Hector Budman

Hector Budman

Chemical Engineering, Professor

Biography

Hector Budman is a Professor in the Department of Chemical Engineering at the University of Waterloo.

Professor Budman’s research is multi-disciplinary, leading him to undertake collaborative work in pharmaceuticals, water treatment, minerals processing, and pulp and paper industries.

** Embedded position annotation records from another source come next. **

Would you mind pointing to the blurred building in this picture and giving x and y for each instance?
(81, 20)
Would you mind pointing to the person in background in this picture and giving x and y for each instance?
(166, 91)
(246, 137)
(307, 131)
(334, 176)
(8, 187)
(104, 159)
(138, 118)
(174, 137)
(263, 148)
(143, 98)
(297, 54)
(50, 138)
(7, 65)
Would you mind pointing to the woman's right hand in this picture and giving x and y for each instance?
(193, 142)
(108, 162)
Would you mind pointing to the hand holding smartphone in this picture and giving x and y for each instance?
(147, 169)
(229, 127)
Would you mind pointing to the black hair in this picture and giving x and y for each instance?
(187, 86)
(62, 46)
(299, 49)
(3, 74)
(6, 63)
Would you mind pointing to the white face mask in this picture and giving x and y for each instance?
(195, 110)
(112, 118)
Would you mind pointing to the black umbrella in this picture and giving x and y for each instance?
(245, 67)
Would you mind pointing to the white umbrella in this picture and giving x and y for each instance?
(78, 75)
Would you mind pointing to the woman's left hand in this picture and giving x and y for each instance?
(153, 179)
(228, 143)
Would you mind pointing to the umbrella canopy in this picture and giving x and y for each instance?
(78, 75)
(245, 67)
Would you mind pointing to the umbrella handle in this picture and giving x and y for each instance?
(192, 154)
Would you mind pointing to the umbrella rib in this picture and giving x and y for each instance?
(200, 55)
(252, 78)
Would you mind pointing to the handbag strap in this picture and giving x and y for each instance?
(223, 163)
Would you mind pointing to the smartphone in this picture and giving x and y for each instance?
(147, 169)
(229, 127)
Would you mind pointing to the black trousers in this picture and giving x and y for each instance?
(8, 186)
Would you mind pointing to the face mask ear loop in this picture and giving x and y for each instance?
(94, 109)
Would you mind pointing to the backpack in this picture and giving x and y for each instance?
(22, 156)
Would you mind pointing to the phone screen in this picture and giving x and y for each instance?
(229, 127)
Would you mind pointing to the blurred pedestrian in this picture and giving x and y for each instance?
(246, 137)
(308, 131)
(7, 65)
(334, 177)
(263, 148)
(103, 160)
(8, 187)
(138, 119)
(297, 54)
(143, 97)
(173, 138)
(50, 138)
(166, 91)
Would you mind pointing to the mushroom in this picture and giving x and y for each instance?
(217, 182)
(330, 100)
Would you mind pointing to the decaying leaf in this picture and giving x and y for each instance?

Typically when a system is modeled, there is some difference between the actual process and the model. As a result, control systems based on process models have to be designed to compensate for the difference. Professor Budman’s research investigates the application of robust control theory to advance control techniques such as Model Predictive Control, Inferential Control and Non-Linear Control. In order to deal with the model inaccuracy, Professor Budman studies methods for quantifying the model uncertainty from experimental data. He also designs steady state estimators so that controlled variables can be inferred from secondary measurements; such as controlling concentrations using temperatures.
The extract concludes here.